Потом я увидел тетю Ханум - стоя на веранде, она смотрела на меня через окно, и как будто стекло было не обычным оконным стеклом, а прозрачной границей между тетей Ханум и нашим двором, вообще между тетей Ханум и всей нашей махаллей, землей, небом; и в этой границе был ледяной холод, ледяная гладь, прочность вечного льда; какое-то время мы вот так смотрели друг на друга, потом тетя Ханум жестом поманила меня, и я впервые в жизни испугался тети Ханум, сделал вид, что не понимаю ее, мне не хотелось оказаться лицом к лицу, остаться наедине с тетей Ханум, но тетя Ханум открыла окошко веранды (а прозрачная граница ледяной холодности, ледяной гладкости почему-то не исчезала) и позвала меня (голос ее доносился из-за прозрачной ледяной границы, и в голосе ее тоже была какая-то ледяная бездыханность, безжизненность) :
- Иди сюда, Алекпер...
Поднявшись на ноги, я опустил голову и пошел, стал подниматься по ступенькам, ощущая одну за другой; каждый раз, когда я ставил ногу на ступеньку, доски, пересохшие за лето и засушливую осень, скрипели, и в этот осенний вечер скрип деревянных ступенек тоже говорил о холодной прозрачной границе между тетей Ханум и двором, и землей, и небом.
Я взошел на веранду, но головы не поднял, потому что не хотел смотреть на тетю Ханум, боялся увидеть в глазах тети Ханум что-то уж очень жалостное, боялся даже, что вдруг тетя Ханум, увидев наш двор таким одиноким, меня таким одиноким, заплачет, поймет, что у нас во дворе никого нет, я один, и никто не узнает, что она будет плакать. Я был готов даже отказаться от хлеба, только бы мама вот сейчас вошла в наш двор, только бы я не видел, как плачет тетя Ханум, но тетя Ханум не заплакала, напротив, улыбнулась.
- Садись, Алекпер,- сказала она,- я тебе что-то подарю.- Прошла в комнату и вскоре вернулась с фотографией: - Смотри, Алекпер, нравится тебе эта фотография?

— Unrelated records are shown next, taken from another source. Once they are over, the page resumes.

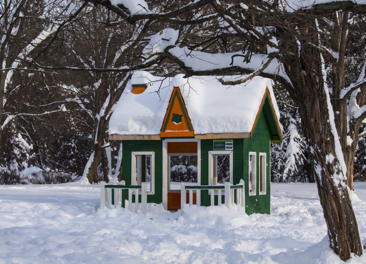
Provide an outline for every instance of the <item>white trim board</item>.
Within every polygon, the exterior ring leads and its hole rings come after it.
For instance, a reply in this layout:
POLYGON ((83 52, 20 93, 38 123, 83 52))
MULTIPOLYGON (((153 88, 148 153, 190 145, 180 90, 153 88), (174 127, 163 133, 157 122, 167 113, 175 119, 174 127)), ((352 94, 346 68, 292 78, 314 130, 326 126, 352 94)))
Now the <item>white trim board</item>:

Конечно, я хорошо помнил эту фотографию, и у нас дома была такая же, и мне очень нравилась эта фотография; еще до войны Годжа повел меня к фотографу Али, и мы снялись вместе.
У фотографа Али было четыре расписанных масляной краской листа картона величиной чуть ли не со стену: на одном из них двое вели самолет, и самолет этот летел над белоснежными облаками; на другом - богатырского сложения герой в каракулевой папахе, в черкеске, с кинжалом на поясе скакал на коне; на третьем - четверо, сидя на скамье среди деревьев, читали книги и на этих книгах (на русском языке) их названия: "Коварство и любовь", "Тамилла", "Несчастный миллионер, или Рзакулу бек Франгимаев", "Чапаев"; на последнем три красавицы жарили у родника шашлык, и у всех, изображенных на этих картонах людей - летчиков, всадников, читателей, красавиц,- вместо голов были отверстия: желающие сфотографироваться выбирали один из картонов, совали головы в соответствующие отверстия и смотрели на четырехугольный, черный, как чемодан, аппарат фотографа Али. Фотограф Али сначала подходил, поворачивал просунутые в отверстия головы в одну сторону, в другую, немного отступив, пристально вглядывался, потом снова подходил и наклонял голову желающего сфотографироваться то туда, то сюда; наконец находил единственно верное положение для этих голов и говорил: "Не шевелитесь! Не шевелитесь!", поспешно заходил за аппарат, совал на этот раз и свою голову под черную шаль: "Не шевелитесь! Не шевелитесь!" - и фотографировал.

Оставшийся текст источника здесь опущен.